At the technical education center where Hendricks was taking automotive classes, Schulte was a substitute teacher and he learned through a guidance counselor that there was an opening at Hi-Ten Service Center, he said.
He applied, was interviewed by Schulte and hired, Hendricks said.
“Mel took a risk because Vietnam veterans had a bad rap at that time,” he said.
He has never regretted any moment of his 45 years at Hi-Ten, Hendricks said.
“I have enjoyed and getting to know so many people over the years,” he said.
In fact, there are customers at Hi-Ten Service Center who are second- , third- , even fourth-generation family members, Hendricks said.
What Hendricks has liked most about the job is the customer contact, he said.
But he has always enjoyed working at the shop, more so than at the dealership, according to Hendricks.
“It was very political at the dealership,” Hendricks said. “Here, everyone pulls together to get the job done.
“We get the car back to the customer in a reasonable length of time at a respectable price.”
“I have always tried to treat customers like I want to be treated.”
Retiring will be bittersweet, according to Hendricks.
“Mentally, I’m not ready to retire, but physically I am,” said Hendricks, who turns 65 in January.
That stems from his 16 months of combat as a soldier in Vietnam with the 101st Airborne where he saw plenty of action, according to Hendricks.
He emerged unscathed from the war with only a “few scratched and scrapes,” but over time he has been affected by his exposure to Agent Orange in Vietnam, Hendricks said.
That has led to Hendricks contracting diabetes and neuropathy, which has caused muscular atrophy and nerve damage and has left him with weakness in both legs, he said.

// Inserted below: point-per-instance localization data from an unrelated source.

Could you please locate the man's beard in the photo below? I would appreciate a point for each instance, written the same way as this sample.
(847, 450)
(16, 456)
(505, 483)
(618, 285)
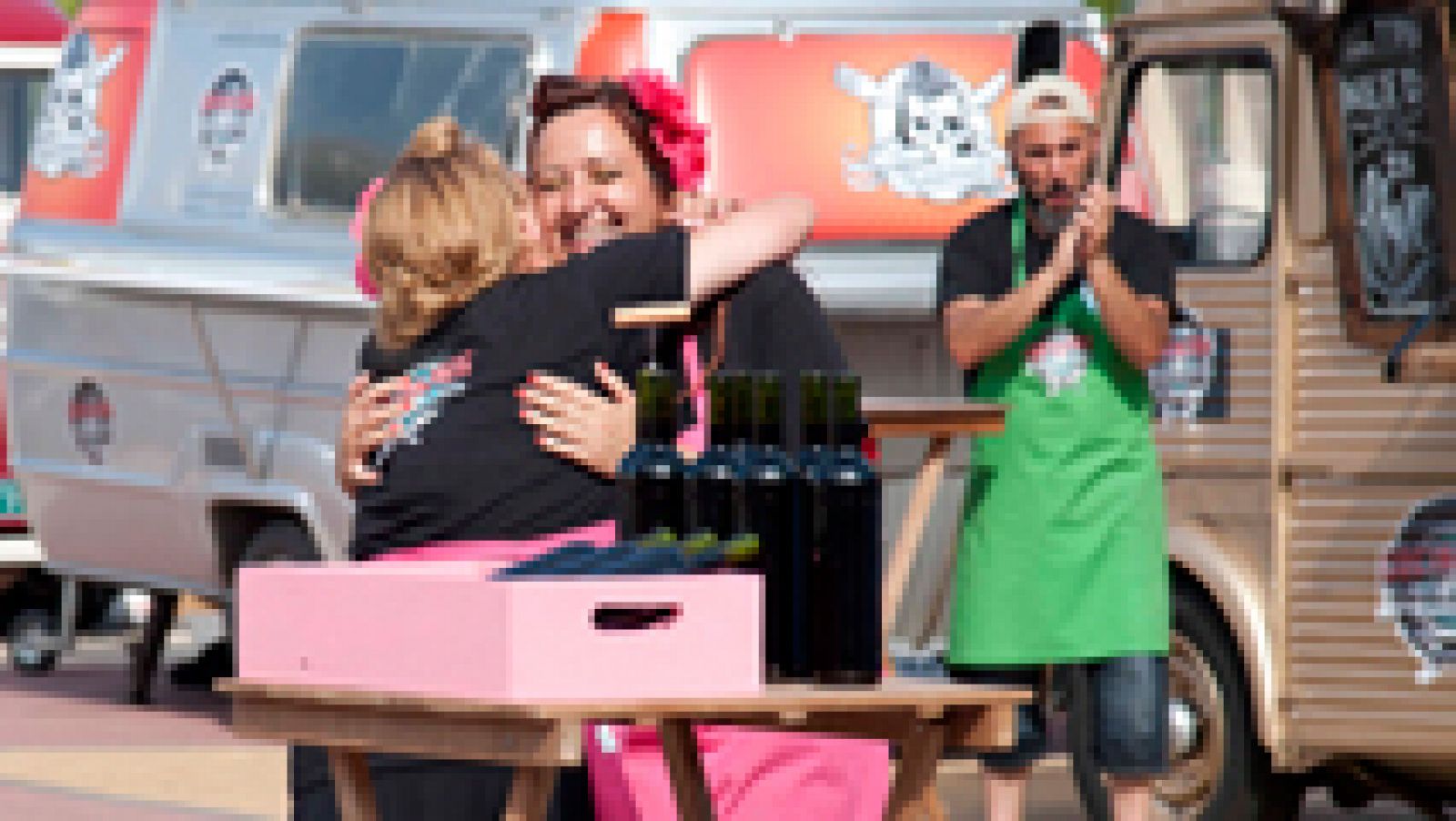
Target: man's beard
(1046, 218)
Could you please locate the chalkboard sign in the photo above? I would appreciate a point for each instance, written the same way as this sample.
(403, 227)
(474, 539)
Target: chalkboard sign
(1392, 143)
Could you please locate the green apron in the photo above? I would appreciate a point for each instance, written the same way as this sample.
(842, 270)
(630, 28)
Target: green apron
(1063, 551)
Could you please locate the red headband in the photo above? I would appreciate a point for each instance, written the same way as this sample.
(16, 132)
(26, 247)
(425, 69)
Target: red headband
(681, 138)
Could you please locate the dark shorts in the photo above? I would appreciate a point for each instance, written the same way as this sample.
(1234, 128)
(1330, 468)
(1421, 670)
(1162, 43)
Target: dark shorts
(1128, 714)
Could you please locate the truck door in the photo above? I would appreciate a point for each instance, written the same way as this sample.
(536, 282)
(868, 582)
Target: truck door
(1370, 541)
(1194, 136)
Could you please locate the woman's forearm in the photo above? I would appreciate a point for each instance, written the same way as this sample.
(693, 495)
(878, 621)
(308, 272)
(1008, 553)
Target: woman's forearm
(724, 254)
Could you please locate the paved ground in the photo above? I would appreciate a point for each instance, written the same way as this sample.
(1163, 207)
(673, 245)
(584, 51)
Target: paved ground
(70, 750)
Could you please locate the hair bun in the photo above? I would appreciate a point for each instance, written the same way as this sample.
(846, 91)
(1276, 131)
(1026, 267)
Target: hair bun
(437, 137)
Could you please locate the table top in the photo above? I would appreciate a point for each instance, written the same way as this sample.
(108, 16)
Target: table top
(929, 699)
(931, 417)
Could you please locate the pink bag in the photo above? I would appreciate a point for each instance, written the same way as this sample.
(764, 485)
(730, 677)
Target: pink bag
(753, 775)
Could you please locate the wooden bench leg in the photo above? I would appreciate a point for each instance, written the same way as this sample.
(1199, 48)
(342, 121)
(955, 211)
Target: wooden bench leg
(531, 794)
(914, 796)
(912, 527)
(146, 654)
(351, 785)
(686, 767)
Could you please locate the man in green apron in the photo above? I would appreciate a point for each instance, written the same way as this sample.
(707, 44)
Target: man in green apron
(1056, 303)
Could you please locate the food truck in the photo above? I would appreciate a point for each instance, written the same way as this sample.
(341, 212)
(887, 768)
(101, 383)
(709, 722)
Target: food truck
(184, 315)
(31, 36)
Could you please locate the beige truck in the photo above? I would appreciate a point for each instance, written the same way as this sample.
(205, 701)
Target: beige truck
(1300, 157)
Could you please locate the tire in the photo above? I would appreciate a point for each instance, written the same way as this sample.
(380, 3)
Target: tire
(1219, 772)
(278, 541)
(34, 638)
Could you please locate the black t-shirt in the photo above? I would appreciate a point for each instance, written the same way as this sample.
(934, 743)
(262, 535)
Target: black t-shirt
(775, 323)
(977, 259)
(462, 464)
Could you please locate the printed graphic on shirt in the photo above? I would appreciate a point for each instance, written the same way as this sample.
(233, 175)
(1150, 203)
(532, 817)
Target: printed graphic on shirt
(69, 140)
(427, 386)
(1060, 360)
(1419, 585)
(932, 134)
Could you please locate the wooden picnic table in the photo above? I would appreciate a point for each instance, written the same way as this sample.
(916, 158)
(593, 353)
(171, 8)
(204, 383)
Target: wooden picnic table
(922, 718)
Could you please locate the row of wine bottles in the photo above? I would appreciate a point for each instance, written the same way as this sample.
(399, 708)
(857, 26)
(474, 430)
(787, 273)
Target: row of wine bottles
(814, 512)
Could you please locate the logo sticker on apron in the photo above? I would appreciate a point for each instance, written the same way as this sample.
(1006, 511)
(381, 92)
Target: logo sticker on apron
(1059, 361)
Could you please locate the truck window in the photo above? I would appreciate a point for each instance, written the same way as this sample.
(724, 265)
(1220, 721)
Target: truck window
(21, 92)
(356, 99)
(1196, 155)
(1390, 86)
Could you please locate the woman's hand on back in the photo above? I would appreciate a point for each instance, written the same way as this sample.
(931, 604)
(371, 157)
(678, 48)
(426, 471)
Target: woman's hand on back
(368, 417)
(696, 210)
(580, 424)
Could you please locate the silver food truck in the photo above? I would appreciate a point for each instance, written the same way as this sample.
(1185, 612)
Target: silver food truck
(184, 316)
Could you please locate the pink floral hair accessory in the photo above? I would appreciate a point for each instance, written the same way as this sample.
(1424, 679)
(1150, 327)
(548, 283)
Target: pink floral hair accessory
(361, 277)
(681, 138)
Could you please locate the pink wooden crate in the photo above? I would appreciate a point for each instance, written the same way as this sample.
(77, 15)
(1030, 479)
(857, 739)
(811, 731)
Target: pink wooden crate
(446, 628)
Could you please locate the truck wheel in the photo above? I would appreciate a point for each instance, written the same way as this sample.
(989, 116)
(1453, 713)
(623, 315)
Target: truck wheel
(1216, 766)
(280, 541)
(276, 541)
(34, 638)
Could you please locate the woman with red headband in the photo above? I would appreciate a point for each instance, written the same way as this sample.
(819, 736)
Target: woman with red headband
(609, 157)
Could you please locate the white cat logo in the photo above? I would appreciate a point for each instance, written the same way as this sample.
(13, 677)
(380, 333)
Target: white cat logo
(932, 134)
(67, 137)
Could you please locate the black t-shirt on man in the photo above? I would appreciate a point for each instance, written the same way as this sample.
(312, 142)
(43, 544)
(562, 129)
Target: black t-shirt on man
(462, 464)
(977, 259)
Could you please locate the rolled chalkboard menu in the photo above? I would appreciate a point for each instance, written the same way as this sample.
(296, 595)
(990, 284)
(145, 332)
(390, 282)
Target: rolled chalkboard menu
(1390, 89)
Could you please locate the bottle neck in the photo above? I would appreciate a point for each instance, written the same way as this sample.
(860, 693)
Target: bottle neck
(655, 410)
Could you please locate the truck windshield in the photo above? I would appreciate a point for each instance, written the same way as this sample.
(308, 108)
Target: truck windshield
(357, 97)
(1196, 153)
(21, 92)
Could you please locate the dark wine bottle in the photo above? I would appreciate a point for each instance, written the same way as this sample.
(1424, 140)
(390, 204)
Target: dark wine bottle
(854, 563)
(715, 481)
(810, 624)
(652, 471)
(769, 500)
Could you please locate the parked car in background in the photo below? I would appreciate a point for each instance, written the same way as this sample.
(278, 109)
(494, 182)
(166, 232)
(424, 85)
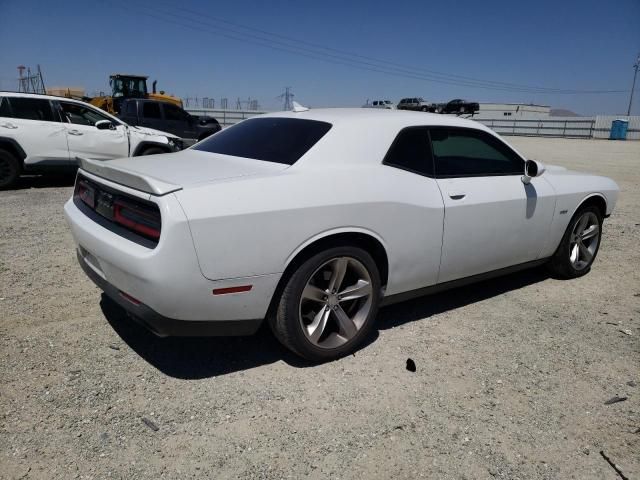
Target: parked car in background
(386, 104)
(168, 117)
(415, 103)
(458, 106)
(204, 242)
(40, 133)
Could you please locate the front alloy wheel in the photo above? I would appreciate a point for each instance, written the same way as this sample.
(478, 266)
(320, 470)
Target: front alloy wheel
(328, 304)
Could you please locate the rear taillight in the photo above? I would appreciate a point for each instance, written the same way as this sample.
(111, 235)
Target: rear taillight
(85, 193)
(137, 217)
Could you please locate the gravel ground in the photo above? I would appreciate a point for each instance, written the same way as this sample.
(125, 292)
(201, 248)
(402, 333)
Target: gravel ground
(511, 382)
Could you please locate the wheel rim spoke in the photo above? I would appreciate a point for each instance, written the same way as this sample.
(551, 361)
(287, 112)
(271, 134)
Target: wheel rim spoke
(347, 328)
(311, 292)
(338, 273)
(584, 251)
(590, 232)
(316, 328)
(582, 223)
(361, 289)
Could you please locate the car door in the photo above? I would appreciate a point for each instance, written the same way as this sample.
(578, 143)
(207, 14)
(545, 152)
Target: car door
(150, 115)
(417, 256)
(36, 126)
(492, 219)
(86, 140)
(179, 122)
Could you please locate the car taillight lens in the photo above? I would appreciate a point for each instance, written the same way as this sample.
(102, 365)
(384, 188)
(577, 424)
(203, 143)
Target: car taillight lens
(139, 218)
(85, 193)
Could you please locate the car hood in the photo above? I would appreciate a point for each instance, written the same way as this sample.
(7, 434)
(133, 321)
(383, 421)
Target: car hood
(145, 132)
(170, 172)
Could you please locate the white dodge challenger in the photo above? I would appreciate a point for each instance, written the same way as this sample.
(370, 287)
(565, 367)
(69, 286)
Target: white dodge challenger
(314, 219)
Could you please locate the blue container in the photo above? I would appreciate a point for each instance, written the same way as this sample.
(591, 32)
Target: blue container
(619, 129)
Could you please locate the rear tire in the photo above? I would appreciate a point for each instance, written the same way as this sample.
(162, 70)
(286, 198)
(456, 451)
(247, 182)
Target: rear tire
(579, 245)
(329, 304)
(10, 169)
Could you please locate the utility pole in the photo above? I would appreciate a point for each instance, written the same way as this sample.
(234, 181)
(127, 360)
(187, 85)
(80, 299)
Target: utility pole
(633, 86)
(287, 96)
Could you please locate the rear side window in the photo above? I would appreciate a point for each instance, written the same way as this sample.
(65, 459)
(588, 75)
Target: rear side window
(171, 112)
(280, 140)
(5, 111)
(132, 109)
(411, 151)
(31, 109)
(469, 153)
(150, 110)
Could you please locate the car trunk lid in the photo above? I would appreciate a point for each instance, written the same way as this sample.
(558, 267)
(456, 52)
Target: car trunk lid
(170, 172)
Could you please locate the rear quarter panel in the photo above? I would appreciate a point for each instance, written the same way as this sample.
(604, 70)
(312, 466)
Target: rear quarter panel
(572, 190)
(255, 225)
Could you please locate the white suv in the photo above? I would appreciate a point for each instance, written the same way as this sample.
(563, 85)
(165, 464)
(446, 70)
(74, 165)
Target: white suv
(39, 133)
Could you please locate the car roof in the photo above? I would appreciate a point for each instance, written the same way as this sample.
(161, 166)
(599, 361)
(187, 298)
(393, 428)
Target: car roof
(363, 135)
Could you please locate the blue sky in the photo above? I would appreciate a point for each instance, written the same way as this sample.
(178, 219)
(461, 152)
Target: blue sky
(568, 45)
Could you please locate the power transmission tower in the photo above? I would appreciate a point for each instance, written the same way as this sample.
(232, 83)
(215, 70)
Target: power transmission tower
(633, 86)
(31, 83)
(287, 96)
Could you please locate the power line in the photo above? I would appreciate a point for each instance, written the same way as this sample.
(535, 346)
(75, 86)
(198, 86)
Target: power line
(343, 58)
(297, 41)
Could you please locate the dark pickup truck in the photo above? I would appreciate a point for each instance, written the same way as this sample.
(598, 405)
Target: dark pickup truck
(458, 106)
(168, 118)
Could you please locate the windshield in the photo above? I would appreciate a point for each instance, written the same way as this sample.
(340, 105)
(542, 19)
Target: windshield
(280, 140)
(129, 87)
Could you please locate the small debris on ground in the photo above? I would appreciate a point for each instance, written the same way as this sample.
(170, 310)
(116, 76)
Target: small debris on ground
(614, 466)
(615, 399)
(411, 365)
(150, 424)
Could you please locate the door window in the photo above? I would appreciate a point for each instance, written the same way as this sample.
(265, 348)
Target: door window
(171, 112)
(78, 114)
(410, 151)
(5, 111)
(151, 110)
(31, 109)
(460, 152)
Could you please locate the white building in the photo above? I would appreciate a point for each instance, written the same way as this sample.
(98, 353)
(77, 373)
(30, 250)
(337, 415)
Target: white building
(511, 110)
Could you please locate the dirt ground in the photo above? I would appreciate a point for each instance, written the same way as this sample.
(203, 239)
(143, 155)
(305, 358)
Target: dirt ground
(511, 382)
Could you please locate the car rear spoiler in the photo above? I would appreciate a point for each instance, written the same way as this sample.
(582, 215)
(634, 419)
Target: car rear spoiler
(128, 178)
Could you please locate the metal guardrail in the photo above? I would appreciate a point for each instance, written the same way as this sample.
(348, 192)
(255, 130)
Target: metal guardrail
(578, 128)
(225, 117)
(568, 127)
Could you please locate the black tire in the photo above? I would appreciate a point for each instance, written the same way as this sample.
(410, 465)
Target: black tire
(286, 324)
(560, 264)
(10, 169)
(152, 151)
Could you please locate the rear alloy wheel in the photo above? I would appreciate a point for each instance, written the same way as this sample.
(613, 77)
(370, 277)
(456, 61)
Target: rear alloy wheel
(9, 169)
(329, 304)
(579, 245)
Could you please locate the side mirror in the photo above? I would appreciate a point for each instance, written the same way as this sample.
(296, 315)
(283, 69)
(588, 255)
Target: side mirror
(104, 125)
(532, 169)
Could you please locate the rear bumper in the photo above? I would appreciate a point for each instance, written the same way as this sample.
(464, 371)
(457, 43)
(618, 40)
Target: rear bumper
(163, 326)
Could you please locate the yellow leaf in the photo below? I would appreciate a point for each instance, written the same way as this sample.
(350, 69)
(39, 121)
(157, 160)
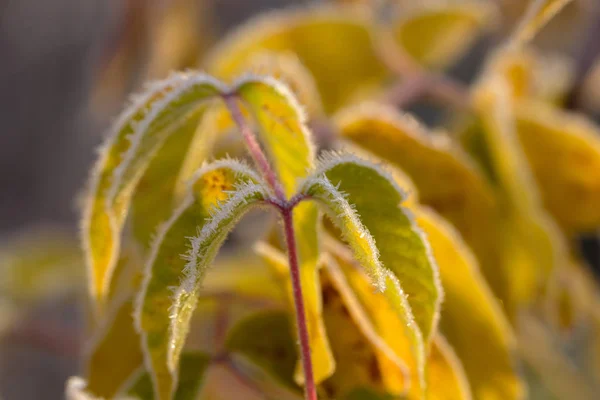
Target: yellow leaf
(472, 320)
(209, 210)
(447, 380)
(334, 43)
(364, 203)
(563, 150)
(437, 35)
(114, 353)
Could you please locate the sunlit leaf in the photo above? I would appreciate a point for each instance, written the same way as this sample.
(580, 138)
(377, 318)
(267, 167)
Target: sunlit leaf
(114, 353)
(136, 136)
(471, 317)
(447, 379)
(538, 14)
(321, 356)
(437, 35)
(218, 196)
(391, 317)
(334, 43)
(364, 203)
(192, 370)
(533, 246)
(266, 339)
(446, 179)
(563, 150)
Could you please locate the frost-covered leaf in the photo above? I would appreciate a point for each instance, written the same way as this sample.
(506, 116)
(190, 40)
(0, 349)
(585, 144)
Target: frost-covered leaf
(114, 353)
(265, 338)
(286, 67)
(472, 320)
(321, 355)
(538, 14)
(447, 379)
(446, 178)
(334, 43)
(219, 194)
(533, 245)
(281, 127)
(134, 139)
(563, 151)
(390, 316)
(364, 203)
(437, 34)
(192, 371)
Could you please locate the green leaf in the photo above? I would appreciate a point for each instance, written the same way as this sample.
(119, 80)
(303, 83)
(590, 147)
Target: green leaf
(364, 203)
(445, 177)
(135, 138)
(282, 128)
(472, 320)
(438, 34)
(390, 316)
(265, 338)
(114, 353)
(321, 355)
(334, 43)
(447, 380)
(192, 370)
(218, 196)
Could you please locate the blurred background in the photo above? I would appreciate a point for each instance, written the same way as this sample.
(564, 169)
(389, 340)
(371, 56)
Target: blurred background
(66, 68)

“I don’t feel that I am as efficient at the job as I was and that costs the business money,” Hendricks said.
“A 30-year-old can do the work faster now.”
Retirement will mean that “I will be able to do what I want to do” and he has plenty of things to do, Hendricks said.
As an American history buff, Hendricks wants to visit some of the Civil War battlefield sites as well as the Veterans Memorial in Washington, D.C., he said.
Hendricks is also a competitive shooter in handgun and rifle leagues, loves to hunt and has a cabin in 60 acres of woodland in McGrath.
“I spend a lot of time at the place,” Hendricks said. “I love walking in the woods.”
Hendricks and his wife Mary, who has been a registered nurse at Mercy Hospital for 40 years, live in Ramsey and have two sons, Jason and Josh, and two grandchildren, Eva, 5, and Brodie, 3.
“I will get to spend more time with my grandchildren,” Hendricks said.
Mel Schulte, who purchased an abandoned auto shop at the corner of Coon Rapids and Hanson boulevards, and opened Hi-Ten Service Center in the fall of 1958, remembers Hendricks as “one of the top” students in the class he taught as a substitute at the tech center.
Hiring Hendricks “worked out very well,” Mel said. “Roger is a good guy,” he said.
Hendricks has always had the customer’s best interest in mind, being honest with people and “telling it like it is,” Mel said.
“Roger did that very well and he has always cared most about the people,” he said.
Scott Schulte, who took over the Hi-Ten Service Center business from his father in 1998 – though Mel continues to come to work regularly – was only eight years old when Hendricks was hired by his dad and he worked side by side with him at the shop for many years, he said.
According to Scott Schulte, Hendricks is from the generation that never shirked on the job or missed a day of work.
“He worked up until the last minute every day and I expect he will do the same on his last day, Dec. 31,” Scott said.
Indeed, Hendricks has been training in his successor, Russ Westphal, who started Nov. 1.
“There will be no replacing Roger,” Scott said.
“He has the kind of institutional knowledge that can’t be replaced.”